Hall 3 + Hall 2B #587
[ ] [ Project Page ]
Fri 25 Apr 7 p.m. PDT — 9:30 p.m. PDT

Abstract:

The recent advances in information technology and artificial intelligence have fueled a rapid expansion of the data center (DC) industry worldwide, accompanied by an immense appetite for electricity to power the DCs. In a typical DC, around 30-40% of the energy is spent on the cooling system rather than on computer servers, posing a pressing need for developing new energy-saving optimization technologies for DC cooling systems. However, optimizing such real-world industrial systems faces numerous challenges, including but not limited to a lack of reliable simulation environments, limited historical data, and stringent safety and control robustness requirements. In this work, we present a novel physics-informed offline reinforcement learning (RL) framework for energy efficiency optimization of DC cooling systems.
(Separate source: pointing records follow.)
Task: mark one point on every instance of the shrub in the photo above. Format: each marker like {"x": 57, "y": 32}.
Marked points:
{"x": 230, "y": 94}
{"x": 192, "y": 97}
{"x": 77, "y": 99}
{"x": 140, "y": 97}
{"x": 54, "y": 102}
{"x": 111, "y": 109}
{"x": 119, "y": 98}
The proposed framework models the complex dynamical patterns and physical dependencies inside a server room using a purposely designed graph neural network architecture that is compliant with the fundamental time-reversal symmetry. Because of its well-behaved and generalizable state-action representations, the model enables sample-efficient and robust latent space offline policy learning using limited real-world operational data. Our framework has been successfully deployed and verified in a large-scale production DC for closed-loop control of its air-cooling units (ACUs). We conducted a total of 2000 hours of short and long-term experiments in the production DC environment. The results show that our method achieves 14-21% energy savings in the DC cooling system, without any violation of the safety or operational constraints. We have also conducted a comprehensive evaluation of our approach in a real-world DC testbed environment. Our results have demonstrated the significant potential of offline RL in solving a broad range of data-limited, safety-critical real-world industrial control problems.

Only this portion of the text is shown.